The one thing guaranteed to make me laugh out loud is Boston Dynamics’ video of their robot-dog, SpotMini, slipping on a pile of banana peels. Another video of SpotMini’s “robustness test” shows an equally funny fail-point as a man armed with a hockey stick attempts to dissuade SpotMini from completing its task. He is flat out defeated.

Even though these are rudimentary fail-points of neural and artificial intelligence (AI), the pratfalls and indignation may be harbingers of a larger problem on the horizon. The deep learning aspects of advanced generative technologies that we can’t see, control or explain – the black box – has become a blind spot of trust, ethics and accountability.

Several years ago when AI gained ground with its ability to process and analyze vast amounts of data into predictive results, the benefits appeared to be tremendous for many, if not all, sectors. But these earlier generations of AI’s inner workings were easy to verify and validate, and its constructs and conclusions were understood.

Unlike today, the algorithms that replicated human thought processes were developed and controlled by development teams. Engineers and testers ensured that objectives, requirements, functions and success criteria, defined by humans, were met throughout a traditional development lifecycle. In production, the engineers knew what the inputs were, what decisions were made, and what activities formed each output.

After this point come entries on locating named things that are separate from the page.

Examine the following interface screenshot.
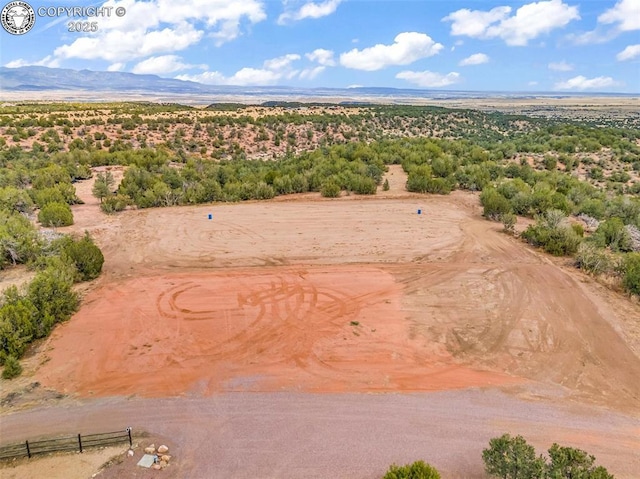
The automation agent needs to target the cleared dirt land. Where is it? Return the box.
[2,168,640,478]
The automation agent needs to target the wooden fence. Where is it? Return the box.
[0,427,133,460]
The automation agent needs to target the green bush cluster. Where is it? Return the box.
[0,257,78,364]
[0,234,104,376]
[522,210,582,256]
[38,202,73,228]
[482,434,613,479]
[383,461,440,479]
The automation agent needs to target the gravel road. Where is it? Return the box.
[1,389,640,479]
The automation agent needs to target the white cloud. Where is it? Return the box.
[176,53,304,86]
[107,62,127,72]
[305,48,336,67]
[131,55,207,75]
[442,0,580,46]
[40,0,266,64]
[264,53,300,70]
[396,71,460,88]
[4,58,33,68]
[340,32,444,71]
[554,75,619,90]
[458,53,489,67]
[299,66,327,80]
[442,7,511,38]
[278,0,342,25]
[616,44,640,62]
[4,55,60,68]
[598,0,640,32]
[547,60,573,72]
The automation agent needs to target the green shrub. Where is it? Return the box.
[546,444,613,479]
[63,233,104,281]
[621,253,640,296]
[38,202,73,228]
[522,210,582,256]
[575,243,613,274]
[480,187,511,221]
[592,218,632,251]
[383,461,440,479]
[320,180,340,198]
[482,434,545,479]
[27,264,78,339]
[500,213,518,234]
[100,195,131,214]
[2,356,22,379]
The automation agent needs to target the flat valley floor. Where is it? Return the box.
[0,167,640,479]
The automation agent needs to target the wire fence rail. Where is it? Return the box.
[0,427,133,460]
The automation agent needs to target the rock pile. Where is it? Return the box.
[144,444,171,469]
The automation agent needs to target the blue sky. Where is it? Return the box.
[0,0,640,93]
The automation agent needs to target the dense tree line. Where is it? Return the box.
[383,434,614,479]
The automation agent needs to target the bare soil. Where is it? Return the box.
[2,168,640,478]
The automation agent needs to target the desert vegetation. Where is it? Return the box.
[0,99,640,479]
[482,434,614,479]
[0,103,640,376]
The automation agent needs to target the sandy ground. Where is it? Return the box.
[0,447,126,479]
[2,168,640,478]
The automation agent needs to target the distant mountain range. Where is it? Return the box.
[0,66,637,99]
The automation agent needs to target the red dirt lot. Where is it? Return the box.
[2,168,640,479]
[33,266,519,396]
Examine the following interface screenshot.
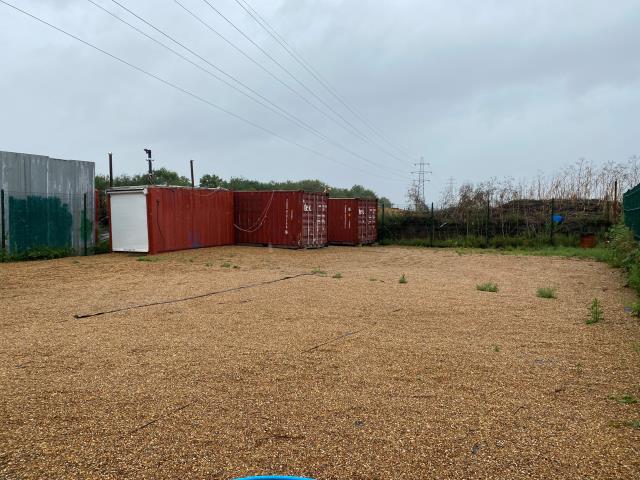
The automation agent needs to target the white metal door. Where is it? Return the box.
[109,189,149,252]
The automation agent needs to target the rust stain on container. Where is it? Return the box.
[109,187,234,254]
[328,198,378,245]
[234,190,327,248]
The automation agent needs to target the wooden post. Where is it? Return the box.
[549,198,556,246]
[0,189,7,252]
[380,202,384,245]
[429,202,436,248]
[109,152,113,188]
[82,193,89,256]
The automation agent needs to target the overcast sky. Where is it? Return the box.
[0,0,640,203]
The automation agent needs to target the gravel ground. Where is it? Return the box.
[0,247,640,479]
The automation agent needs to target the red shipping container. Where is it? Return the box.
[234,190,327,248]
[108,186,234,254]
[328,198,378,245]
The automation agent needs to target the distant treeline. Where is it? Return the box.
[96,168,391,206]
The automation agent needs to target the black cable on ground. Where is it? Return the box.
[74,273,314,318]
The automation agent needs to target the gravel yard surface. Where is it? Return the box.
[0,246,640,480]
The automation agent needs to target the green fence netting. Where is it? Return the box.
[622,184,640,239]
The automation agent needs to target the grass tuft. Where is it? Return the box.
[536,287,556,298]
[609,394,638,405]
[587,298,604,325]
[136,255,160,262]
[476,282,498,293]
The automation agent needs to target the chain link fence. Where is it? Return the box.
[379,199,617,248]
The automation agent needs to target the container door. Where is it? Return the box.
[110,190,149,252]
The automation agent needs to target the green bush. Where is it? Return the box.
[0,247,76,262]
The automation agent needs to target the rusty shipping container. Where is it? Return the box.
[234,190,327,248]
[108,186,234,254]
[328,198,378,245]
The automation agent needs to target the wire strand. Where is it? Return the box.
[234,0,416,162]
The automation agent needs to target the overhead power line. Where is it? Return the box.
[234,0,415,165]
[198,0,412,167]
[87,0,405,178]
[173,0,367,148]
[0,0,408,180]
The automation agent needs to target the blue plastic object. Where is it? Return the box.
[235,475,314,480]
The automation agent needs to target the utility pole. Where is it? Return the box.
[411,157,431,208]
[144,148,153,185]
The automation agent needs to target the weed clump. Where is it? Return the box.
[536,287,556,298]
[476,282,498,293]
[609,394,638,405]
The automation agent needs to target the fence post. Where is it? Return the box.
[612,180,618,224]
[82,193,89,257]
[429,202,436,248]
[485,199,491,248]
[380,202,384,245]
[549,198,556,246]
[0,189,7,253]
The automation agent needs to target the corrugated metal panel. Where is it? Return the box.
[109,187,234,254]
[234,191,327,248]
[328,198,378,245]
[147,187,234,254]
[0,151,95,253]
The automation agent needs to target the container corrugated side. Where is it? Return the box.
[329,198,378,245]
[147,187,235,254]
[234,190,327,248]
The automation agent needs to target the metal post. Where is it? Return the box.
[485,199,491,248]
[429,202,436,247]
[549,198,556,246]
[380,202,384,245]
[144,148,153,185]
[82,193,88,256]
[109,152,113,188]
[0,189,7,252]
[612,180,618,224]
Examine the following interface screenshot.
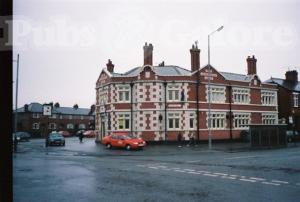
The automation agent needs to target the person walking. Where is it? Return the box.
[177,132,182,147]
[79,131,83,143]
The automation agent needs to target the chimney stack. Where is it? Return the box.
[285,70,298,83]
[247,55,257,75]
[106,59,115,73]
[144,42,153,65]
[190,42,200,72]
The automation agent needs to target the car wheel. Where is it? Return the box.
[125,144,131,150]
[106,143,111,149]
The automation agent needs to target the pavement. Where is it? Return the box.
[12,138,300,202]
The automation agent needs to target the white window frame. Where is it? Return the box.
[67,123,74,129]
[118,85,130,103]
[78,123,86,129]
[32,113,40,119]
[232,88,250,104]
[48,123,56,130]
[117,113,131,131]
[233,113,251,129]
[207,112,226,130]
[261,90,277,106]
[32,123,40,130]
[187,113,197,129]
[261,113,278,125]
[168,112,180,130]
[206,85,226,103]
[293,93,299,107]
[167,84,181,102]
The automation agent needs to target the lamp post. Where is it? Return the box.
[207,26,224,149]
[13,54,19,152]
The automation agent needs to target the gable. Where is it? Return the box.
[199,65,226,83]
[96,70,110,86]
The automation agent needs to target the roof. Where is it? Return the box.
[265,78,300,92]
[113,65,191,77]
[17,102,94,115]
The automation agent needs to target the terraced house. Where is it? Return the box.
[96,43,278,141]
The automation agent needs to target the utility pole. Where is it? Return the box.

Already an elaborate logic model, things became complicated when deep learning and machine learning launched off the simpler (if there is such a thing) generative AI. The traditional development lifecycle morphed into an infinite development continuum that continued outside the labs and without human control.

That brings us to the current day problem and theoretical conundrum. Advanced generative technologies are using extensible algorithmic logic and compounded learning processes that evolve in a black box shielding its complex conclusive analysis. A black box that no one, not even its engineers, can efficiently peer into.  

Not being able to isolate this cause and effect has created an uneasy stir in regulated industries that are driven by accountability and preponderance of the evidence. Not only a necessity, it is often a legal right. The very part of AI that was a technological Holy Grail has become a tenuous issue and potential barrier for adoption for some.

When Technology Runs Rogue

Nvidia’s experimental autonomous vehicle, BB8, is a perfect example of the technological veil that shields the inner workings of these technologies. Rather than following sets of instructions programmed by engineers, BB8 relies on an algorithm that learns how to drive by observing a human. Evolving through heuristic learning, BB8’s reasoning and decision-making are obfuscated and so complex that its engineers have struggled in deconstructing it.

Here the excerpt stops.